Saturday, August 8, 2009

the delicate boy (1)



I have mixed feelings about Karen Finley's work, and all too often find that overflow of female rawness and rage and despair in her texts and performances way over the top. Some of her works, however, deeply move me and bring a moment's respite from all the cringemaking excesses. Here is a favourite one:



DELICATE BOY

The boy, delicate and good and fair, blue-eyed and laughing and sensitive. His mother stopped touching him when he was two. For she had hit him. He did something that children will do. But her hand went out of control and she had hit him, in a way that she woke up and went to sleep with, and after that she never held her son. The boy was never held, never touched, never cuddled, never stroked, never cooed too, never kissed, never shown love.
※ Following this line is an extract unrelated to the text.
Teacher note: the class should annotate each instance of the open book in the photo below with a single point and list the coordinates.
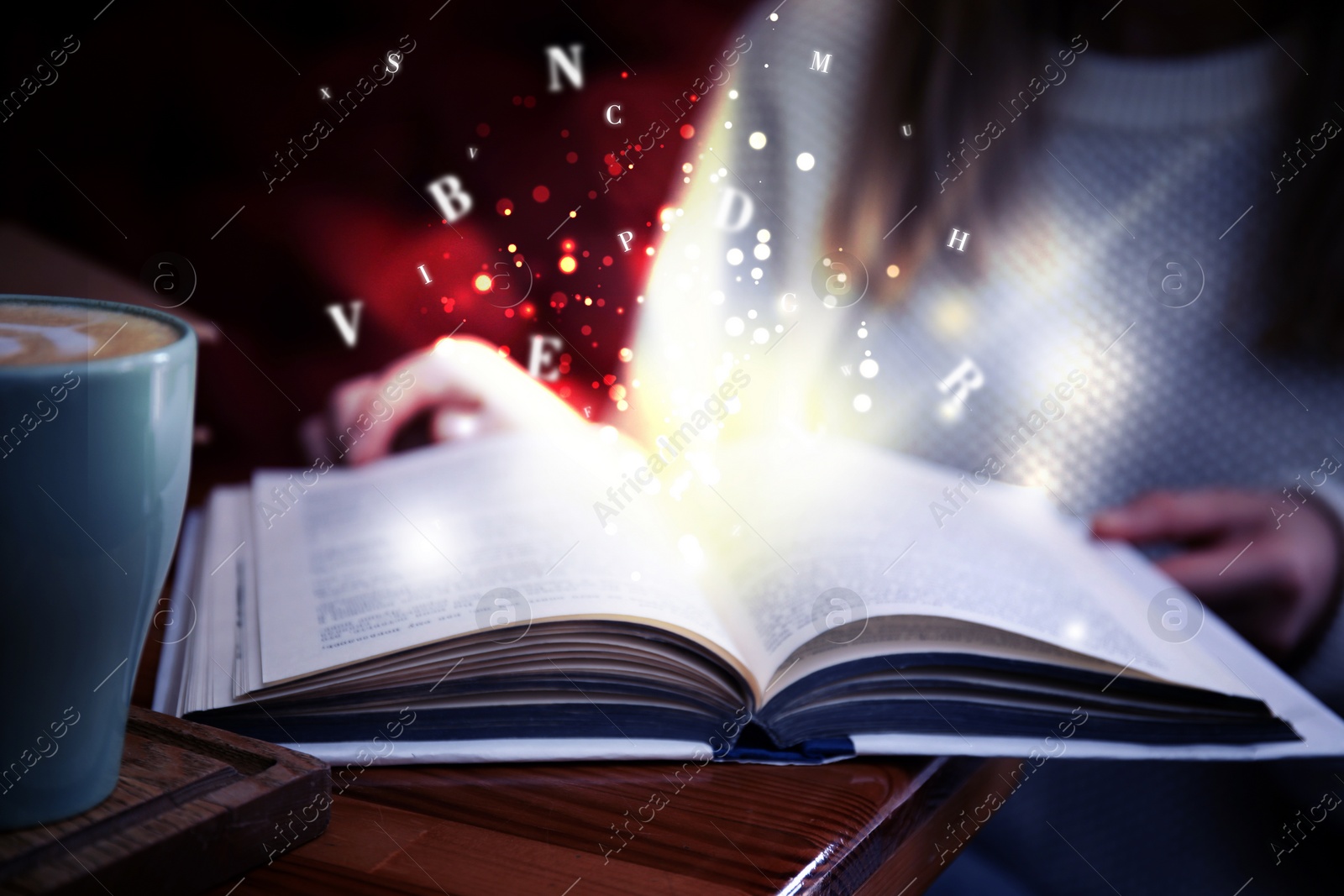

When I see you, there are moments I want to be your mother and hold your head on my lap and stroke your hair while the moon rises, and it is a full moon, and I will rub the small of your back and hold your feet like little cookies and take little bites of toes. I'll roll you into a ball and hold you on my belly and rub and smooth your shoulders, and I'll kiss your forehead and tell you you are the sweetest boy, the loveliest boy, there is no other boy like you, no other boy I love as much as you. I will rock you in my arms and coo in your ears and make the monsters go away, the creepies go away to places far away, and you're safe in my arms, and my bosom breathes deeply, and you may cry if you like. I hold you, my child. I hold you til morning light and kiss your cheek, for it is day now and my boy has woken and I wash his face and behind his ears and bathe him gently with softening scents that loosen the sand in ears, and I wash his hair and massage his scalp and I wait for him to make his pee while I gather up the big bath towel that is bigger than he is, and I dry my boy down and I tickle him. We fall to the floor laughing, giggling. I love my boy. I love my boy. I love my boy.


Karen Finley, from Shut Up and Love Me, in A Different Kind of Intimacy: The Collected Writings of Karen Finley (New York: Thunder's Mouth Press, 2000), p. 306.